混蛋。顾承泽下车朝他走去。走了没几步就跑起来,众目睽睽之下抱住他:“混蛋!你知道你出了车祸么。”
说完又搂紧了何承枫。
“顾总,顾总,咱们、不要这么热情啊。”何承枫被他一抱,咳了起来,馒头渣喷了顾承泽一后背。
在路上听完了车祸始末,何承枫吃不下馒头了:“所以,我当时要是再尽职尽业一点,关闭嗅觉,我现在也是个人肉饼了?”
顾承泽点头。
“阿弥陀佛,这太惊险曲折了。那后续怎么办?”
顾承泽:“运输部处理——我们现在先去电力管施工现场,早上老杨来电话催了,你有什么想法没?”
“没。”
“没事,有我在。”前方红灯,顾承泽刹车。
何承枫握住他的手,探身亲了亲他眼睛:“红了,我心疼。”
顾承泽没让他的嘴巴离开,按下他脑袋,很快,唇齿碰撞了一下,顾承泽放开他:“我真的,不知道该怎么说那种感觉,觉得自己跟着死了一样。”
“对不起。”
顾承泽叹叹气,抱了抱他,说:“我爱你。”
何承枫闻言怔愣,在他胸口抬起头,难为他这样的身高,在车里还得做这“投入怀抱”的动作。

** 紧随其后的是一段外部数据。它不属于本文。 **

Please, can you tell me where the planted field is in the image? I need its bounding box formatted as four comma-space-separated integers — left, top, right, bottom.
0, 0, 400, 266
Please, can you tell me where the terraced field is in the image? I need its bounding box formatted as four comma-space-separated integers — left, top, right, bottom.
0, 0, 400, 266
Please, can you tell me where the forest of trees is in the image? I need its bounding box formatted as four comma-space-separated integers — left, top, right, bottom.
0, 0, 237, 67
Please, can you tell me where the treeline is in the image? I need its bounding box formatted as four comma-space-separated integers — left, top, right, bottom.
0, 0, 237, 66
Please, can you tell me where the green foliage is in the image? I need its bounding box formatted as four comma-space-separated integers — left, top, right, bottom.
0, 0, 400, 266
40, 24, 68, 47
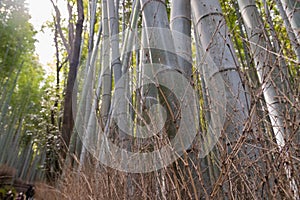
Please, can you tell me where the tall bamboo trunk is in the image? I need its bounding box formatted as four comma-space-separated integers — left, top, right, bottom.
238, 0, 298, 198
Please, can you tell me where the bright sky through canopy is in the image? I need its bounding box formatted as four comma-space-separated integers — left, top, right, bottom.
26, 0, 55, 66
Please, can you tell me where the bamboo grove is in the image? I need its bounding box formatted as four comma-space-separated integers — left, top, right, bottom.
0, 0, 300, 199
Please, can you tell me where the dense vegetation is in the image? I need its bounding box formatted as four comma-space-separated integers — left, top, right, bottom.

“我真怕以后没机会说,虽然很俗套虽然你知道,但我还是想说。哥,我爱你,我想跟你一起生活,哪怕以后我们须发苍白脚步蹒跚,我还是想跟你一起吃饭睡觉说话散步,我想跟你白头偕老。”
“你别一声不吭地没了,真的。如果哪天你要离开,你告诉我,我绝对不留,只要别让我觉得……被嫌弃了。”
顾承泽说着说着语气有些委屈,何承枫被这突如其来又一气呵成的表白轰炸得大脑空白。车子重新汇入车流,何承枫摆出一贯的乖痞笑容,笑说:“谁会嫌弃你,你这么帅,年轻有为,还这么风度翩翩,瞎子都能瞧见你身上的好修养。”
夸完再看顾承泽,那表情明显对他的例行夸奖毫无反应,想必顾总听过不少类似的好话。他叹叹气,这崽子大了知道怎么治他了,他只好摸摸鼻子补救一句:“那,到时候清明节,陪我一起,给我妈扫墓。”
“行。”顾承泽终于肯笑了,“还有我外婆。”他知道何承枫终于肯正面面对他妈留给他们的遗言了。
只要不闪躲,一切都有可能解决。
杨经理人已经在工地现场,顾承泽带着人到达时,现场竟然由口伐演变成武斗!
自己公司的两个售后落了下乘,被对方安装队的狠狠教训过,身上可见的皮肤都挂了彩,底气不足地瞪着眼睛透过杨经理的腋下警告对方。
顾承泽只听见杨经理哑着嗓子问:“怎么都怎么,力气没处使拿对方练手呢!”他这一怒,双方都偃旗息鼓。
“你们安装队的负责在哪,我司顾总亲自过来,不是嚷着有问题吗,啊,人呢。”
顾承泽也不叫他,看他色厉内荏地表演,明白杨经理这是在事态恶化前得虎一下对方,自己气势先输了,等下拿什么谈?还不是被牵着鼻子走了?等他做足了铺垫,顾承泽才带着何承枫上前,何承枫走在他右侧半米远的地方。
“哟顾总!来了!”杨经理忙迎上前。
何承枫发现安装队有个人忙掏出手机。应该是联系他们负责人。
何承枫不需要授意和要求,自己撸起袖子就蹲在挖好的一条沟旁检查废管,一边放看几块黏着橙色料的加热板,看来这工地的售后够呛,估计是一开始被怀疑能力,接着再被怀疑产品质量,施工进度拖延,安装队的人肯定有意见,一言一语地就吵起来了。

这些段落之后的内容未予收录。